Flipping Over Lids: Inside the Debate About Compulsory Cycling Helmets

Should you be required to wear a helmet when riding a bike? What if they actually make you more likely to be injured?

Should cyclists be made to wear helmets? It’s a question that sparks bitter debate within medical and public health communities. It’s also a hot-button issue among cycling advocacy groups.

Bicycle helmets exist to protect their wearers from head injuries, anything from cuts and bruises to skull fractures. They can avert or reduce the severity of head traumas—but they are not perfect.

Today’s designs are largely ineffective at reducing rotational acceleration—the jiggling motion of the brain inside the skull that causes concussion—so designers have some catching up to do. One new approach is the angular impact mitigation system, which uses an elastically suspended honeycomb liner capable of absorbing some of the problematic rotational acceleration. It’s the subject of further study by a team of researchers from the U.S., Austria, and France.

Helmets provide a small net benefit to health only in dangerous bicycling environments and, even then, under optimistic assumptions about the effectiveness of helmets and the likelihood of people’s wearing them.

New technology aside, few public health officials would argue with the idea that helmets offer protection in the event of a crash. The point of contention comes when people call for making helmet use mandatory. One fear is that forcing people to wear helmets creates the image of cycling as an unusually risky activity, one that requires special equipment that may be inconvenient to use. As such, it has the potential to deter people from cycling. The converse fear is risk compensation—the possibility that cyclists take more chances as a consequence of wearing a helmet.

“If you’re going to get a bang on the head, you’re better having a helmet on,” says professor Ian Roberts from the London School of Hygiene and Tropical Medicine.
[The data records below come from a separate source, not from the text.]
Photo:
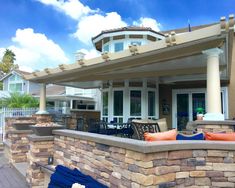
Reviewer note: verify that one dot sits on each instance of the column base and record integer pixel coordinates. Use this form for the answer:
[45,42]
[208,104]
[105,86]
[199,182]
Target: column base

He says that although bicycle helmets reduce injury in the event of a crash, whether they should be compulsory is a different question, and one that goes beyond science into the realm of values. As a regular cycle commuter and former pediatric trauma doctor who has seen more than his fair share of children seriously injured or killed in traffic accidents, Roberts wears a helmet, but doesn’t think that their use should be made compulsory.

Focusing on studies about helmet use in isolation, away from the other factors that contribute to the cycling environment, is also problematic. John Neary, assistant professor of Internal Medicine at McMaster University in Hamilton, Canada, and a local cycling advocate, explains: “The great majority of road traffic accidents are inflicted by motor vehicles, either on the users of other motor vehicles, or on non-users of motor vehicles,” he says. “Collision with a motor vehicle is so commonplace in our modern world that we think of it as a normal fact of life,” says Neary. “But it shouldn’t be.” And when research on helmets focuses on cycling behavior, and ignores motorist behavior, “that is victim blaming,” he says, “and should not be tolerated.”
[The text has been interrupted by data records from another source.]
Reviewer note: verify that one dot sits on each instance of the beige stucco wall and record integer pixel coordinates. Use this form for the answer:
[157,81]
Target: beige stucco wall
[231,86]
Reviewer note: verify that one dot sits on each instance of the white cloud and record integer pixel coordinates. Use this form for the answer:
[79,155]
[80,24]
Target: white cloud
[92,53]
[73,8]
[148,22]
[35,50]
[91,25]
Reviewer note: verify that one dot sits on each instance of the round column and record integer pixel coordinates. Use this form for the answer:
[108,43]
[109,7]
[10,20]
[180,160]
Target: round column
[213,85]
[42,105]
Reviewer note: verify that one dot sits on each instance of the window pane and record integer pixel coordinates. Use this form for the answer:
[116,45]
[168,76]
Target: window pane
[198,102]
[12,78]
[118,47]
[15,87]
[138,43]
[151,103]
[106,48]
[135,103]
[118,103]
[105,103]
What do the data say? Piet de Jong, a professor in the Department of Applied Finance and Actuarial Studies at Macquarie University in Australia, crunched the numbers on the effects of helmets on cycling deaths and the health benefits of cycling for multiple countries, including the U.K., the Netherlands, and Denmark. His finding: Helmets provide a small net benefit to health only in dangerous bicycling environments and, even then, under optimistic assumptions about the effectiveness of helmets and the likelihood of people’s wearing them. In places where cycling is safe, his analysis suggests that helmet laws have a substantially negative health impact.

The bike helmet debate represents a challenge for epidemiology, risk communication, and evidence-based policy, say Dr Ben Goldacre, Wellcome research fellow in Epidemiology at the London School of Hygiene and Tropical Medicine, and professor David Spiegelhalter from the University of Cambridge. In a recent commentary in the British Medical Journal, they note that cycling injury rates are low in Denmark and the Netherlands, even though many people cycle there and few cyclists wear helmets.

They say that low injury rates are achieved in these countries “through interventions such as good infrastructure; stronger legislation to protect cyclists; and a culture of cycling as a popular, routine, non-sporty, non-risky behavior.” They add: “The current uncertainty about any benefit from helmet wearing or promotion is unlikely to be substantially reduced by further research.” Enmeshed in aspects of culture, psychology, and politics, this contentious debate is unlikely to end any time soon.